Invité de l’émission Zone franche de Canal 3 Bénin, dimanche 8 mars 2026, l’ancien membre du parti LD, Léon Basile Ahossi estime que Boni Yayi aurait dû démissionner plus tôt. « Les conflits personnels entre le président Patrice Talon et lui paralysaient les activités du parti. C’était l’interlocuteur du parti face au président Talon. J’étais avec des collègues, on a estimé qu’il fallait qu’il recule pour qu’un autre parle avec Talon au nom du parti, il n’a pas voulu. ça nous a poussé dans trop de difficultés dont nous n’avons pu nous sortir. Je trouve que ça arrive un peu tard », a-t-il expliqué. Léon Basile Ahossi dit prendre avec des pincettes, les raisons de santé évoquées par Boni Yayi pour justifier son départ de la tête du parti.
Il reproche au président démissionnaire des LD d’avoir dirigé par dérogation. La gestion du parti, révèle Léon Basile Ahossi, Boni Yayi "l’a confié à l’un de ses lieutenants, l’ex-ministre Alassane Tigri, qui, politiquement, ne pouvait pas faire l’affaire."
L’autre reproche de l’ancien député est le manque d’ouverture d’esprit : ‘’Je peux dire qu’il (Boni Yayi) n’était pas souvent ouvert mais je mets un bémol en disant qu’il était mal entouré. Beaucoup de gens n’avaient pas le courage d’affronter le président Yayi de dire ceci est bien, cela est mauvais’’.
Président d'honneur à la création du parti Les Démocrates, Boni Yayi en est devenu le président en octobre 2023, à l'issue du premier congrès ordinaire du parti. Il succédait à ce poste à Eric Houndété, devenu vice-président. « Le président Boni Yayi, je le lui ai dit, il ne devrait pas postuler pour être président du parti. Président d’honneur, c’était très utile pour nous », a commenté Léon Basile Ahossi.

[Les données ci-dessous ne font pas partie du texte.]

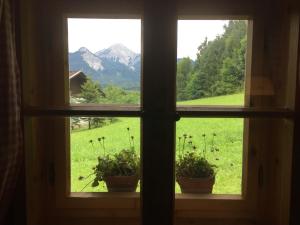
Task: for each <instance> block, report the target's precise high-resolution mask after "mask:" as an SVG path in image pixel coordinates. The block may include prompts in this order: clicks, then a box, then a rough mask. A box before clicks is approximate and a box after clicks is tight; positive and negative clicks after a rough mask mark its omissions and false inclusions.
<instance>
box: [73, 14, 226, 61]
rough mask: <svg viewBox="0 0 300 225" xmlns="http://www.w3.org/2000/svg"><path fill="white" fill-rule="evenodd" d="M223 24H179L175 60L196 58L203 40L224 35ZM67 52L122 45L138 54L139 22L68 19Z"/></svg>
mask: <svg viewBox="0 0 300 225" xmlns="http://www.w3.org/2000/svg"><path fill="white" fill-rule="evenodd" d="M226 23H227V21H225V20H223V21H222V20H179V21H178V36H177V37H178V48H177V58H183V57H190V58H191V59H195V58H196V53H197V48H198V46H199V45H200V44H201V43H202V42H203V40H204V39H205V37H207V38H208V40H213V39H214V38H215V37H216V36H217V35H220V34H222V33H223V31H224V28H223V26H224V25H225V24H226ZM68 39H69V40H68V46H69V52H75V51H77V50H78V49H79V48H80V47H86V48H88V49H89V50H90V51H91V52H94V53H95V52H97V51H99V50H102V49H104V48H108V47H109V46H111V45H113V44H117V43H122V44H123V45H125V46H127V47H128V48H129V49H131V50H132V51H134V52H136V53H141V20H138V19H79V18H76V19H75V18H69V19H68Z"/></svg>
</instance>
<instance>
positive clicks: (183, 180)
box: [176, 118, 244, 194]
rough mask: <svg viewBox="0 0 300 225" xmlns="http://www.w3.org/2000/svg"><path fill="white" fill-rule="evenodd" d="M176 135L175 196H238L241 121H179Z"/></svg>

L’ex-membre LD dit voir désormais « un parti décapité » et qui tend « vers l'effondrement ».
Quelques heures avant la démission de Boni Yayi, son fils Chabi Yayi, secrétaire aux affaires étrangères des LD, avait mis fin à ses activités au sein du parti. « Ce qui me met dans des doutes c'est que les deux démissions arrivent le même jour. Ce n’est pas anodin », murmure Léon Basile Ahossi. Le 6 mars, la Coordination nationale du parti d’opposition rejeté la démission de Boni Yayi et envisage échanger avec lui à propos.